Additionally, SA Science Outreach is providing additional learning tools and engaging media. Mark explains, “we will provide students and teachers weekly videos on a YouTube channel and additional personalized videos to students, distributed by classroom teachers. Resources, lesson plans and activities will also be provided, linked to both the curriculum and our activities.”
But their efforts don’t stop there, further learning starts after the road trip; SA Science Outreach will survey schools and make follow-up visits to understand the impact of their efforts. Including, but not limited to course enrollment data comparisons to assess success and determine the need for more activities of this type.
When Axia received word of this initiative, we were more than happy to Sponsor the team. As an organization of innovators and problem solvers, we partner with some of Canada’s most impactful charities and non-profits to meet challenges in healthcare, education, and sustainability. We strive to be a positive and responsible community partner leveraging our company’s advancements in technology to solve local and global social problems, and are a proud sponsor of SA Science Outreach.

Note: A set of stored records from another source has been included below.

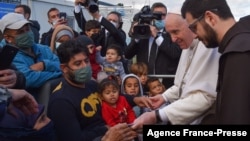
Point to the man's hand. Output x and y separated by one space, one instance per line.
22 100
143 101
37 66
120 132
145 118
157 101
8 78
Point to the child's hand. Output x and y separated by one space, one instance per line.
98 48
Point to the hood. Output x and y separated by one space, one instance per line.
131 75
241 27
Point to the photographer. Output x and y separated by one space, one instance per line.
111 33
55 18
152 44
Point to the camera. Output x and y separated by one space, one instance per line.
92 5
144 18
63 15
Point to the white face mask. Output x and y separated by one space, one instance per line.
57 44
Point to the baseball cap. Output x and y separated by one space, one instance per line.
12 21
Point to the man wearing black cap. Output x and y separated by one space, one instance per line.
35 61
87 42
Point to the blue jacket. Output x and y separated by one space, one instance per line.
35 79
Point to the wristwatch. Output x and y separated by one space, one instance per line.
157 115
5 95
158 34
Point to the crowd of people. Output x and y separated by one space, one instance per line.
99 95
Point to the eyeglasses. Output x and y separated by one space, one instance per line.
192 26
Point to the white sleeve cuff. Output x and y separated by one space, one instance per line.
163 115
164 95
77 9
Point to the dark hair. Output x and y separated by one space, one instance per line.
51 9
119 18
139 68
116 48
198 7
69 49
150 80
92 24
26 9
110 80
156 5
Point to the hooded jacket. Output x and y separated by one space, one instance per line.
233 103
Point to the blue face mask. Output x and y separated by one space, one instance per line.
159 24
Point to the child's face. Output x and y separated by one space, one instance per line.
110 95
112 56
91 48
42 121
131 86
143 78
155 88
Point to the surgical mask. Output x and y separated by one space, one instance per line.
54 22
159 24
25 40
57 44
114 23
81 75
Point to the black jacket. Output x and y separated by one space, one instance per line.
233 99
114 36
167 57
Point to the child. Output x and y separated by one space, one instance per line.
141 70
131 85
154 86
115 108
111 62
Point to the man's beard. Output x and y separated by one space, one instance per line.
211 37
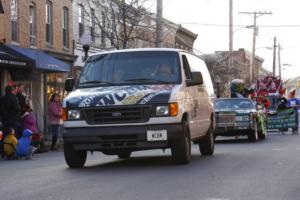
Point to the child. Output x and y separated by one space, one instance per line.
24 148
29 122
9 144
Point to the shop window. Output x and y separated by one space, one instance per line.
49 22
32 24
93 24
66 27
14 18
81 20
56 84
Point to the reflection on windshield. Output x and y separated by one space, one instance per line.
151 67
234 104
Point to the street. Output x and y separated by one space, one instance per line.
238 170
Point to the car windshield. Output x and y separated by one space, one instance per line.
234 104
142 67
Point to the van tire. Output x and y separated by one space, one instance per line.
207 143
181 149
74 158
124 155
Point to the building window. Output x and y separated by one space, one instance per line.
32 24
14 18
66 27
49 22
81 20
102 31
93 24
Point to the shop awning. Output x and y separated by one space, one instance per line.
42 60
10 58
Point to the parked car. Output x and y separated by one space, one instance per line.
139 99
238 116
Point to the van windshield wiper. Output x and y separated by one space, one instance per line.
95 82
146 80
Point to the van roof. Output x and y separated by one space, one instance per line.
142 49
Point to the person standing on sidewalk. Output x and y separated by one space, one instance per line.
21 97
54 117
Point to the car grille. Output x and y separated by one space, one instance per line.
115 115
225 118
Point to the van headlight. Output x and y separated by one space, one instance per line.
74 114
162 110
170 109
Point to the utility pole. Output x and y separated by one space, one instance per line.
274 57
230 40
159 20
279 60
255 15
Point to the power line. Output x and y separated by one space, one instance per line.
237 26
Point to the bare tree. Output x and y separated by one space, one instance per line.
120 21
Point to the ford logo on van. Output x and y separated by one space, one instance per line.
116 114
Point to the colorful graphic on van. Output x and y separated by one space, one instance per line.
120 95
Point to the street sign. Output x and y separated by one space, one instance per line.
86 39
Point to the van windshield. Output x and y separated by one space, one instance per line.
143 67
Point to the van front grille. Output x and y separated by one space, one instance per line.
115 115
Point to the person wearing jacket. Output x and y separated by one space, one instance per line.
10 144
10 111
54 117
29 122
24 148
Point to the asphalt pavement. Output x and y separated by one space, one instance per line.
239 170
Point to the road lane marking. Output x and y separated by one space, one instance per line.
279 149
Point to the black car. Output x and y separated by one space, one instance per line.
238 116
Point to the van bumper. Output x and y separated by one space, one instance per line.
131 138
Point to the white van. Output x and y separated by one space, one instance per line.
139 99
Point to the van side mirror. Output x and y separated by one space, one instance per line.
197 79
69 84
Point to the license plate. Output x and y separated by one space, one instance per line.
242 128
157 135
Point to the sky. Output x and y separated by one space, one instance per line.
210 19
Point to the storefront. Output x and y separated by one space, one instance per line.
14 67
41 75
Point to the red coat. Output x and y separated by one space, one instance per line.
54 113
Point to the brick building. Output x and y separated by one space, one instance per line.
218 66
40 31
143 36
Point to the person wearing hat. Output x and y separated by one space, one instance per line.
10 144
293 102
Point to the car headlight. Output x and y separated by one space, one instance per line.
242 118
162 110
73 114
170 109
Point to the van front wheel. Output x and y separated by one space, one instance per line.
74 158
181 149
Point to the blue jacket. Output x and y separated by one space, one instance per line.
293 102
24 143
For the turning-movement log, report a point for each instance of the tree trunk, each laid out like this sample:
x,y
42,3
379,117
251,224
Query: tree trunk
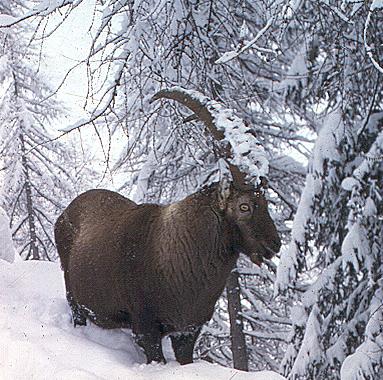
x,y
238,342
33,253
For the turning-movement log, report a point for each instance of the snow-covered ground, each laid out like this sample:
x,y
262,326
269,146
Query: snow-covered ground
x,y
38,341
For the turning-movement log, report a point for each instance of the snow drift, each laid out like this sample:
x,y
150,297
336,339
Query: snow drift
x,y
39,342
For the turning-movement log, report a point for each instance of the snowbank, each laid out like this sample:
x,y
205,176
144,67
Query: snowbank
x,y
37,340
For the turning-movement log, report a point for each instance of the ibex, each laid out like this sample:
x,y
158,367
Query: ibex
x,y
160,269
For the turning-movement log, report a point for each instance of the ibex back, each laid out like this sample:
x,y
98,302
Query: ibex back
x,y
159,269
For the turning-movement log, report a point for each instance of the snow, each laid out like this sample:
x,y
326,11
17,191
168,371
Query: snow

By bridging the gap between students and scientists they hope to make “science engaging and real to the students.” While this program is unique, and likely the first of its kind, it is needed. With the digitization of the economy, proliferation of technology, and the adoption of internet connected devices, STEM careers are on the rise. What’s more, STEM fields tend to provide better earnings when compared to Business, Humanities, Health, Arts, Social Science, and Education (BHASE) careers, according to Statistics Canada (StatsCan).

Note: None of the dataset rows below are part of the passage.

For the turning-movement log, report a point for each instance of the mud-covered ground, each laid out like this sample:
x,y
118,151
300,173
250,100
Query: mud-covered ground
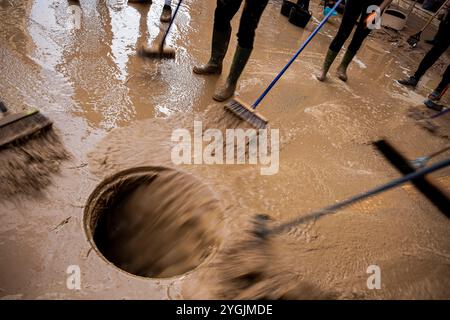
x,y
115,110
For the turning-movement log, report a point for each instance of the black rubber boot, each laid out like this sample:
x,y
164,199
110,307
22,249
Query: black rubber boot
x,y
166,14
219,48
240,59
411,81
342,69
331,55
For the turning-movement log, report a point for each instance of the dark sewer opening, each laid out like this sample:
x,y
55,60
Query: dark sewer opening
x,y
153,222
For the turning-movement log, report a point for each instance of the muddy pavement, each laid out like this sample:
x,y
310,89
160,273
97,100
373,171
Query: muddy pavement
x,y
115,110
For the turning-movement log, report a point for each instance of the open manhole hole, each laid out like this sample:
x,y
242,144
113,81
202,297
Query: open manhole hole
x,y
153,221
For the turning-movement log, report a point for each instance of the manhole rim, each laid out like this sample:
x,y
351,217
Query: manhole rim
x,y
111,180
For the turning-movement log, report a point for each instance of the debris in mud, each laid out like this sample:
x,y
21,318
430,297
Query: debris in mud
x,y
248,269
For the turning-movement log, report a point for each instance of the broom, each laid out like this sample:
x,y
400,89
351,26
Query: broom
x,y
19,126
415,38
247,113
245,265
162,52
29,151
263,232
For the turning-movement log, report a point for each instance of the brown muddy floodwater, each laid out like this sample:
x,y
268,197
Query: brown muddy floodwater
x,y
115,111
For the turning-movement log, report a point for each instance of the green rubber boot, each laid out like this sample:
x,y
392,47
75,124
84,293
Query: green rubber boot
x,y
342,69
240,59
331,55
166,14
219,48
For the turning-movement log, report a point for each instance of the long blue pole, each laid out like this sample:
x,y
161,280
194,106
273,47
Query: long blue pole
x,y
390,185
274,81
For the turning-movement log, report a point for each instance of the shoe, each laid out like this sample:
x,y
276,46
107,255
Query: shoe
x,y
411,82
342,69
240,60
220,41
330,57
166,14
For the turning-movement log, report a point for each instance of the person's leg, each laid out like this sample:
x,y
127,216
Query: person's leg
x,y
351,12
442,86
360,35
166,14
250,18
225,11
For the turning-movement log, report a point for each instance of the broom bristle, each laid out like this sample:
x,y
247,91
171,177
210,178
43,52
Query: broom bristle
x,y
23,129
157,53
243,112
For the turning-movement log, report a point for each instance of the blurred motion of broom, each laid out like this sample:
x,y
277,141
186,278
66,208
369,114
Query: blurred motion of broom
x,y
243,266
29,152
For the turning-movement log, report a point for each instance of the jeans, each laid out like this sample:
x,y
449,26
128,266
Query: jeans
x,y
353,10
253,10
441,44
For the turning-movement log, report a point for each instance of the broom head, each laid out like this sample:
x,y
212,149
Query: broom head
x,y
246,113
158,52
21,126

Another positive outcome of embracing, teaching, and training youth in preparation for STEM careers at an early age, is the hope that these fields can become more diversified. Today, “[w]omen are always less likely to choose a STEM program, regardless of mathematical ability” says StatsCan. While conclusions for why this gap exists are largely speculative, experts say that stereotypes play a significant role, according to this CBC News article.
Targeted and engaging STEM education, as well as encouraging both young women and men to feel empowered to pursue these careers are part of the solution. And we couldn’t be happier to see local educators at the forefront of this challenge. Please join us in congratulating the team at SA Science Outreach, the Westwind School Division, and the Alberta Government for their innovation in and dedication to improving education in STEM fields!